The compounds break down in the pulp. As a result, there is no need to boil the final combination, and the ink stains are successfully removed from the fibres. Chemical deinking is an old procedure that uses a lot of chemicals that are potentially detrimental to the environment. This practice is both costly and harmful to the environment.

On the other hand, the biological deinking methods favour removing ink particles from fibres without creating significant pollution or hazardous chemical discharge. Chemical compounds raise the strength index while lowering the drainage qualities. Some compounds promote swelling, which can improve fibre bonding by increasing flexibility, conformability, and surface area.

Deinking using chemicals is more economical.

It’s done by using chemicals to separate the ink and staining particles from the fibres in the pulp. When compared to the enzymatic procedure, it is less costly. However, it has negative consequences for the ecosystem. Unlike enzymatic deinking, it has certain negative environmental consequences.

The following are some of the most commonly utilised chemicals for this purpose:

  • Agalite or Talc
  • Hydrogen Peroxide
  • Chlorine Dioxide
  • Sodium Aluminate
  • Dolomite
  • Polyvinyl Alcohol (PVA)
  • Lime Stone
  • Guar Gum
  • Salt Cake
  • Magnesium Bisulfite

What should both deinking methods keep in mind?

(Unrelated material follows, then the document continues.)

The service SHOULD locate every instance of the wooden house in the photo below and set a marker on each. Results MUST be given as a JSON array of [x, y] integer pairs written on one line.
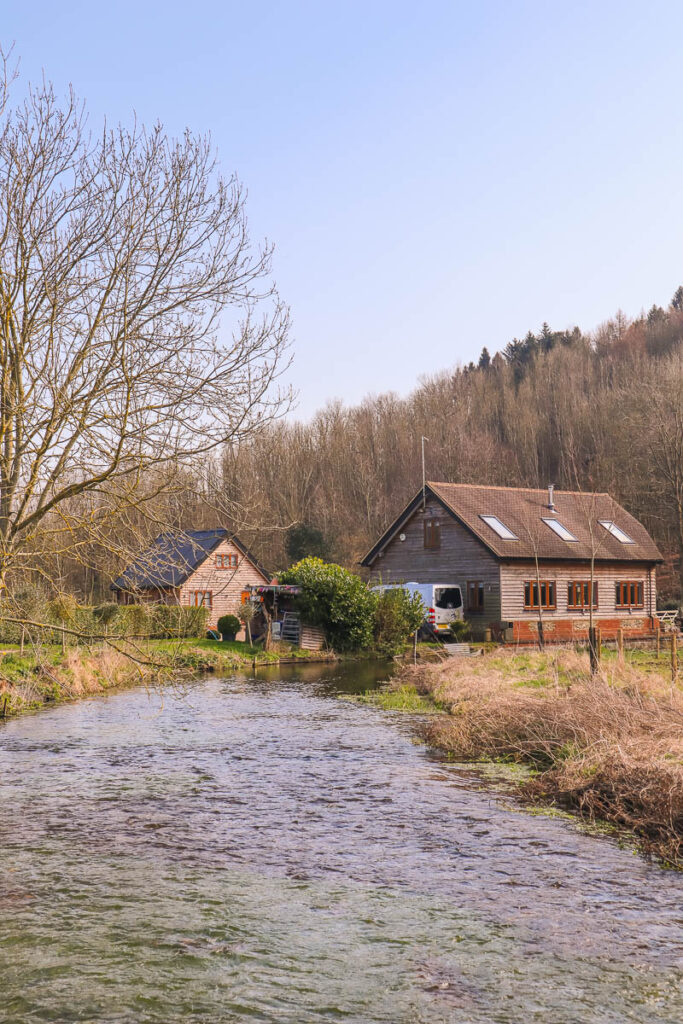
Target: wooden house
[[201, 567], [525, 559]]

To obtain a high-quality end product, comprehensive process optimization is required. It’s crucial to understand that a specific variety of pulp reacts differently to chemical and enzyme deinking methods or treatments.

The physical qualities, rather than chemical ones, are important to the enzymatic process’ success. Enzymatic is preferred in operations that include a lot of industrial paper waste.

According to a few experts, treating the pulp with chemicals resulted in more ink removal although the material’s strength was not reduced as much. Enzymes aid ink removal too, although their actions have a considerable impact on the strength of the finished paper.

Also, learn 10 important KPIs of the Paper industry.